It is frightening to realise that the incidence of cancer in Northern Ireland has risen by 30% in just 20 years. In public health terms that is almost an explosion. We had been warned in recent decades that the number of people affected by the disease would increase, but few of us thought that the numbers would rise so swiftly.
he figures come from the Northern Ireland Cancer Registry, an invaluable research programme which not only collates the overall statistics on cancer incidence, but breaks it down by district council area and by types of the disease.
The main factor in the increase is the ageing population. The longer you live the more likely you are to contract some form of cancer. That is the bad news. The good news is that early detection and improved treatments mean that more and more people are surviving cancer. They die with it, rather than from it.
The increased survival rates are due to the reorganisation of cancer services, creating specialist hubs in the major hospitals and a cancer centre in Belfast, into which the latest developments in treatment are fed.
A huge amount of research into the various types of cancer is also taking place in Belfast, making it a leading centre in the UK for the treatment of certain types of the disease.
Progress, however, is slower in persuading people to change their lifestyles.

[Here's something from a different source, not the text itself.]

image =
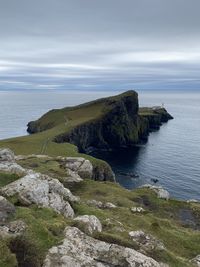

Even though smoking has now been outlawed in the workplace and public buildings, too many people are still addicted to tobacco and that is demonstrated by the fact that lung cancer figures among the top three cancers in both men and women. There is no doubt that public health campaigns must make even greater efforts to not only get smokers to stop, but also persuade young people not to take up the habit.
Such is the certainty of the link between smoking and certain types of cancer, that perhaps the tobacco companies should be compelled to help foot the bill for treating sufferers. Could a windfall tax on the companies be one way of helping the hard-pressed health service cope with the increasing numbers of patients who come through the hospital doors due to smoking-related diseases?
The increase in cancer patients is putting a huge strain on services. As the new report puts it, if the increase continues at the same pace then we will need a new storey on the cancer centre every 15 years. That is not sustainable.